これらが上手くバランスを保つ事で生態系は守られ、森羅万象が完成する。
肉食動物が死ねば土に還り、地中の微生物に分解された後に植物の栄養となる。
このサイクルを自然は遥か古来から無限に繰り返してきた。
そして、今、目の前でもその現象が起ころうとしている。俺が殺めた大鹿の命は、魂はまた自然に回帰するのだ。これが人間が命を殺める際の最低限、最重要の礼儀なのだ。
もし、人間がこれらの3つの中のどれか1つの種を乱獲すれば、その個体数は極端に減少、それを食べる動物は減り、逆にそれに食べられる物は増える。
この歪な形が元の形になるまでにはかなりの時間が掛かる。
その為、人は出来るだけ自然のサイクルには干渉せず、あくまで傍観者としての立ち位置に居なければならない。
人が自然に干渉するのは、生態系に甚大な被害をもたらす動物が現れた時や増え過ぎた動物の間引きのみだ。
今回の大鹿もそうだ。この大鹿はつい先週、山道を通る旅人を襲って重傷を負わせた。

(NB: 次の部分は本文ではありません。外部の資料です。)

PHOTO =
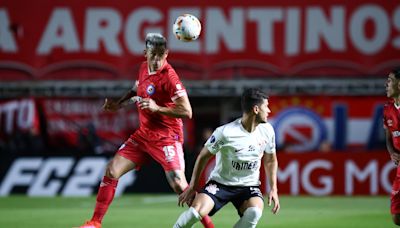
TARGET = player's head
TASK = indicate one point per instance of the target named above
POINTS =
(255, 102)
(156, 51)
(393, 83)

その旅人はもう一生旅の出来ない身体になってしまった。
次の被害者が増えないよう、凶暴化した大鹿を早急に退治する事になり、その役を俺に任されたという事だ。
「さて、帰るか……!」
俺はこの世界にやって来て、転がり込んだ場所が悪かったという事なのだろうか。 だが、俺は決して悪い所だとは思わない。
むしろ俺に温かい食事も、寝床も用意してくれる彼女はとても良い人だ。
「この異世界生活、楽しいもんな……。」
俺は生い茂る木々の狭間から見える青空を仰いだ。空には雲1つ無く、太陽は煌びやかに輝いていた。